但是在计算机世界里 , 如果有人告诉你 ClickHouse 的 SQL 解析器是纯手工打造的 , 是不是很惊讶!这个问题引起了不少网友的关注 , 所以本篇聊聊 ClickHouse 的纯手工解析器 , 看看它们的底层工作机制及优缺点 。
枯燥先从一个 SQL 开始:
EXPLAIN SELECT a,b FROM t1
token
首先对 SQL 里的字符逐个做判断 , 然后根据其关联性做 token 分割:
本文插图
比如连续的 WordChar , 那它就是 BareWord , 解析函数在 Lexer::nextTokenImpl , 解析调用栈:
DB::Lexer::nextTokenImpl Lexer.cpp:63
DB::Lexer::nextToken Lexer.cpp:52
DB::Tokens::operator[](unsigned long) TokenIterator.h:36
DB::TokenIterator::get TokenIterator.h:62
DB::TokenIterator::operator-> TokenIterator.h:64
DB::tryParseQuery(DB::IParser&, char const*&, char const*, std::__1::basic_string<char, std::__1::char_traits<char>, std::__1::allocator<char> >&, bool, std::__1::basic_string<char, std::__1::char_traits<char>, std::__1::allocator<char> > const&, bool, unsigned long, unsigned long) parseQuery.cpp:224
DB::parseQueryAndMovePosition(DB::IParser&, char const*&, char const*, std::__1::basic_string<char, std::__1::char_traits<char>, std::__1::allocator<char> > const&, bool, unsigned long, unsigned long) parseQuery.cpp:314
DB::parseQuery(DB::IParser&, char const*, char const*, std::__1::basic_string<char, std::__1::char_traits<char>, std::__1::allocator<char> > const&, unsigned long, unsigned long) parseQuery.cpp:332
DB::executeQueryImpl(const char *, const char *, DB::Context &, bool, DB::QueryProcessingStage::Enum, bool, DB::ReadBuffer *) executeQuery.cpp:272
DB::executeQuery(DB::ReadBuffer&, DB::WriteBuffer&, bool, DB::Context&, std::__1:: function<void (std::__1::basic_string<char, std::__1::char_traits<char>, std::__1::allocator<char> > const&, std::__1::basic_string<char, std::__1::char_traits<char>, std::__1::allocator<char> > const&, std::__1::basic_string<char, std::__1::char_traits<char>, std::__1::allocator<char> > const&, std::__1::basic_string<char, std::__1::char_traits<char>, std::__1::allocator<char> > const&)>) executeQuery.cpp:731
DB::MySQLHandler::comQuery(DB::ReadBuffer&) MySQLHandler.cpp:313
DB::MySQLHandler::run MySQLHandler.cpp:150
ast
token 是最基础的元组 , 他们之间没有任何关联 , 只是一堆生冷的词组与符号 , 所以我们还需对其进行 语法解析 , 让这些 token 之间建立一定的关系 , 达到一个可描述的活力 。

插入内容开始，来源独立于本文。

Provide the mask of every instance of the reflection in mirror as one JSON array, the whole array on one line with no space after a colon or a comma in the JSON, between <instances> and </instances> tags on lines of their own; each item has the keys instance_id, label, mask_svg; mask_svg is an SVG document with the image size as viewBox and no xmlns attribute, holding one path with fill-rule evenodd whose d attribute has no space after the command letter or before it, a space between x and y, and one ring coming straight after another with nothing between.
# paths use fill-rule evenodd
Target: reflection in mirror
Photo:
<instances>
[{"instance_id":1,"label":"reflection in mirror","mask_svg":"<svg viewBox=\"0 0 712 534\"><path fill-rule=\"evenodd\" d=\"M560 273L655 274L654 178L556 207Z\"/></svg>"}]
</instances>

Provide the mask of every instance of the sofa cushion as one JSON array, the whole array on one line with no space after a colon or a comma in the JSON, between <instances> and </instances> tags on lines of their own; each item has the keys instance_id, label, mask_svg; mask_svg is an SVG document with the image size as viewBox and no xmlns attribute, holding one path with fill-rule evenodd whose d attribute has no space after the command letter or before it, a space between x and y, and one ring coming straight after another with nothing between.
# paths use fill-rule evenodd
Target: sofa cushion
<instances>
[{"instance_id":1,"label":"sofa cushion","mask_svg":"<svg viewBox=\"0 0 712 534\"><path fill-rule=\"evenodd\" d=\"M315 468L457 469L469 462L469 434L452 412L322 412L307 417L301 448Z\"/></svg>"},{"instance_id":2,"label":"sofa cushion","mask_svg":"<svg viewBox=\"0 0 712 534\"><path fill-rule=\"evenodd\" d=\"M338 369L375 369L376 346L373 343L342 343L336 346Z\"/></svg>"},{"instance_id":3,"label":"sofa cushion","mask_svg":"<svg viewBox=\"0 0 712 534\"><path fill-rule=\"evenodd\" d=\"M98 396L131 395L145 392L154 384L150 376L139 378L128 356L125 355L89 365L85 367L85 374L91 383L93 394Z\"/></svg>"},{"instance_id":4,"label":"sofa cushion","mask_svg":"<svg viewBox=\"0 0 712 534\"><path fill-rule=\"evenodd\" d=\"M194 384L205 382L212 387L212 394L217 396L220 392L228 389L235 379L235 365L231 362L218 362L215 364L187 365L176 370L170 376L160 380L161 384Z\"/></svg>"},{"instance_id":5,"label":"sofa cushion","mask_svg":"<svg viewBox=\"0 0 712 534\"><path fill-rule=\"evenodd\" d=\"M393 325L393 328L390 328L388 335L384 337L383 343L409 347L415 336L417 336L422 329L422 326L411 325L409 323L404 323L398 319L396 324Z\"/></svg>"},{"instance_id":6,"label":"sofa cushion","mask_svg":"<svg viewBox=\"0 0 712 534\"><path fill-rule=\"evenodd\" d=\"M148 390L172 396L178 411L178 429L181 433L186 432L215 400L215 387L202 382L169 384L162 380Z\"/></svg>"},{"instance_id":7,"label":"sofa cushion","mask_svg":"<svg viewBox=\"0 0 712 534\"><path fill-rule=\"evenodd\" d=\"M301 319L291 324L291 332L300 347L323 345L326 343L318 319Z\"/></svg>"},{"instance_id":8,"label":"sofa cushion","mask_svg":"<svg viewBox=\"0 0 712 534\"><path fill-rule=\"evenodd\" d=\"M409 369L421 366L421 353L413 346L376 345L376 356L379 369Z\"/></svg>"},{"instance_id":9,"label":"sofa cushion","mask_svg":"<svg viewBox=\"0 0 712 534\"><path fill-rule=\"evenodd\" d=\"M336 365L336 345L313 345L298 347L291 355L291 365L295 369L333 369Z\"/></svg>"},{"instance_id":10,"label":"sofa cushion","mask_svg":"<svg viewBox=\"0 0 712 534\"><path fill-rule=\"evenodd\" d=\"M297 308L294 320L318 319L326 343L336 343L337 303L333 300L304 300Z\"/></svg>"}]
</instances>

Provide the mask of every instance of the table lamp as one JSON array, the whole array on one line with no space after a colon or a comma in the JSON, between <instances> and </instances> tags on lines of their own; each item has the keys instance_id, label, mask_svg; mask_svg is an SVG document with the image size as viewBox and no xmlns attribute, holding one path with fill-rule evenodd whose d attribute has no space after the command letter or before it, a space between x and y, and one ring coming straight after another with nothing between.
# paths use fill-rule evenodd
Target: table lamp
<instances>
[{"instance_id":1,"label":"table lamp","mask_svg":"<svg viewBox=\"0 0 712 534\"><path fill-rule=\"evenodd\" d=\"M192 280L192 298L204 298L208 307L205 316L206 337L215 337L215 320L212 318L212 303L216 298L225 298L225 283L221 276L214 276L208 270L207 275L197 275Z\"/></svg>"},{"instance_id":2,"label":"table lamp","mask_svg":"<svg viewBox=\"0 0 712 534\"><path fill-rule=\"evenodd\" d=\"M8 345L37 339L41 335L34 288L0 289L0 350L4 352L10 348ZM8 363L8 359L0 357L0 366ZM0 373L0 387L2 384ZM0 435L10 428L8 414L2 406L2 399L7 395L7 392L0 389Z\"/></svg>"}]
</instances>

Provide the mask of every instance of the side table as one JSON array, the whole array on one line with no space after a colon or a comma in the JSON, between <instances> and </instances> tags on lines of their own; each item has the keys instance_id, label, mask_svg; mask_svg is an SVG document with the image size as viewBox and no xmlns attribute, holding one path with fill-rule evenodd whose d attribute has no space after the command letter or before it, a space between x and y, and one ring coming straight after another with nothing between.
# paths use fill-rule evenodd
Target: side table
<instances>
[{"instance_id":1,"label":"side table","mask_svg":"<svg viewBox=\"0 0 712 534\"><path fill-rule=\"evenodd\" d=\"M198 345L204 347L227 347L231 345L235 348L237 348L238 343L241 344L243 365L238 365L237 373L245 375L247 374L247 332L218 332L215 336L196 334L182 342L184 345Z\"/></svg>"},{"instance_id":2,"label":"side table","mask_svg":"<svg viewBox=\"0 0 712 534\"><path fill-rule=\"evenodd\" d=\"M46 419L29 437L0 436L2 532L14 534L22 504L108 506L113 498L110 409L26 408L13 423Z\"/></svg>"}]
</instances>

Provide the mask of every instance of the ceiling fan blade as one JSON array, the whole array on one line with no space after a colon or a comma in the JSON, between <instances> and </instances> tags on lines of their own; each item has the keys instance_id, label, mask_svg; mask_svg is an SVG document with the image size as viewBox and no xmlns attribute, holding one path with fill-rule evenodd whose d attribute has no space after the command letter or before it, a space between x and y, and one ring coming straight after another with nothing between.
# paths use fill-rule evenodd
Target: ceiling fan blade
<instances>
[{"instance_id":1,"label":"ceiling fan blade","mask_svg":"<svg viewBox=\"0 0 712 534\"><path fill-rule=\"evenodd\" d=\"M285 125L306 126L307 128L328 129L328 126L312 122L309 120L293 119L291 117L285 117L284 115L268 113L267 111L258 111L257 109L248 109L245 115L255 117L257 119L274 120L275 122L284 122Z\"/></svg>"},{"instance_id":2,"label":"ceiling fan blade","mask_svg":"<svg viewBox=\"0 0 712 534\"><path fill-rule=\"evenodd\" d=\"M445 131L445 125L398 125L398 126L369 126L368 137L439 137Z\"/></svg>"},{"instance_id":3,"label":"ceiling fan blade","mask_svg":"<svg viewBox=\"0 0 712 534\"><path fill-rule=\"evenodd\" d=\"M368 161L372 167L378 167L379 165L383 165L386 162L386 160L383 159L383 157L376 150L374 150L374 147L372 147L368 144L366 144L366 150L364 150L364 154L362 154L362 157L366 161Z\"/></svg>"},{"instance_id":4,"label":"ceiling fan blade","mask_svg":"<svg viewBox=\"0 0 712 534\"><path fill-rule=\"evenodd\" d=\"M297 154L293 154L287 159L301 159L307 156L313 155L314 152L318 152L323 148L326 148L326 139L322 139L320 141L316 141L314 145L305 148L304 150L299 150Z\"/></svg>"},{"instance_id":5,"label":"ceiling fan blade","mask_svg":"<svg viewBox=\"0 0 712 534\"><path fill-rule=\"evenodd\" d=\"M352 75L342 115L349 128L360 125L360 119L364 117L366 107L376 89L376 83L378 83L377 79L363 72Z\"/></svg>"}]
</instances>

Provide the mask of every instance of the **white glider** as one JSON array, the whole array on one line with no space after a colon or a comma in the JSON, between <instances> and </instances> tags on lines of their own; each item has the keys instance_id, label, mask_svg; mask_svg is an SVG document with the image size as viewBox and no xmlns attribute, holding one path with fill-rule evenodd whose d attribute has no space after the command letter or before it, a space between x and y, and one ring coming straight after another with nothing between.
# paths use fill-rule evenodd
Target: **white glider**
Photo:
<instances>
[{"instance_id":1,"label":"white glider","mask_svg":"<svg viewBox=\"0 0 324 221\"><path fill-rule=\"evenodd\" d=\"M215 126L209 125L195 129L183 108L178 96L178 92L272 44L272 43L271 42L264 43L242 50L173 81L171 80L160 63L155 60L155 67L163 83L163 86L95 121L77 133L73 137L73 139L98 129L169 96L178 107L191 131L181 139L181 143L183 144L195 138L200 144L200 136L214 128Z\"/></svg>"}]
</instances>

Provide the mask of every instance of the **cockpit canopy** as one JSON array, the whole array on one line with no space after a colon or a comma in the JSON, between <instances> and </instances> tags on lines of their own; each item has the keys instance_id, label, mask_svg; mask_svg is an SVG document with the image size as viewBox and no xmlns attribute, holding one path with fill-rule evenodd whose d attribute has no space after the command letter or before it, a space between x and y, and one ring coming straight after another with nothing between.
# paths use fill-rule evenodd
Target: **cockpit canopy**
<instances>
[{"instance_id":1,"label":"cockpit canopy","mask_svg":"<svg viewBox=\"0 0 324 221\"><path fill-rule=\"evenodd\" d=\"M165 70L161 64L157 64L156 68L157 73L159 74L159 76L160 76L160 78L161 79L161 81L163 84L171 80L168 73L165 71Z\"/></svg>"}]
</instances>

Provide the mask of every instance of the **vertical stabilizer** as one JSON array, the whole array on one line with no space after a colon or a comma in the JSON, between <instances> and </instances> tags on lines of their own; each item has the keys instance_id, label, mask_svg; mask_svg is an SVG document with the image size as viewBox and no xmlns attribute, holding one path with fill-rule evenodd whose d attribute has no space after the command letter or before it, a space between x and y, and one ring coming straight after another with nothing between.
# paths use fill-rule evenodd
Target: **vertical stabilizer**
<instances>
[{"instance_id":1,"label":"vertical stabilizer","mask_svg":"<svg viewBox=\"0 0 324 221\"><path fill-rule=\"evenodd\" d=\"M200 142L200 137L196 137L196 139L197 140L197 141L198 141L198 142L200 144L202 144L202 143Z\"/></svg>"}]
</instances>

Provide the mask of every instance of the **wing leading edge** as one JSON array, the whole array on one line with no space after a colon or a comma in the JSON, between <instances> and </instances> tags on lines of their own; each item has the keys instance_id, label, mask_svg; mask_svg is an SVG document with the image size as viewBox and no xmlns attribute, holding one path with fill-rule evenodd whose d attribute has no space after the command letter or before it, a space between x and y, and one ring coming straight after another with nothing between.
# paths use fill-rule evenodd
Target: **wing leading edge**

ClickHouse 在解每一个 token 的时候 , 会根据当前的 token 进行状态空间进行预判(parse 返回 true 则进入子状态空间继续) , 然后决定状态跳转 , 比如: 分页标题
EXPLAIN -- TokenType::BareWord
逻辑首先会进入Parsers/ParserQuery.cpp 的 ParserQuery::parseImpl 方法:
bool res = query_with_output_p.parse(pos, node, expected)
|| insert_p.parse(pos, node, expected)
|| use_p.parse(pos, node, expected)
|| set_role_p.parse(pos, node, expected)
|| set_p.parse(pos, node, expected)
|| system_p.parse(pos, node, expected)
|| create_user_p.parse(pos, node, expected)
|| create_role_p.parse(pos, node, expected)
|| create_quota_p.parse(pos, node, expected)
|| create_row_policy_p.parse(pos, node, expected)
|| create_settings_profile_p.parse(pos, node, expected)
|| drop_access_entity_p.parse(pos, node, expected)
|| grant_p.parse(pos, node, expected);
这里会对所有 query 类型进行 parse 方法的调用 , 直到有分支返回 true 。
我们来看 第一层query_with_output_p.parse Parsers/ParserQueryWithOutput.cpp:
bool parsed =
explain_p.parse(pos, query, expected)
|| select_p.parse(pos, query, expected)
|| show_create_access_entity_p.parse(pos, query, expected)
|| show_tables_p.parse(pos, query, expected)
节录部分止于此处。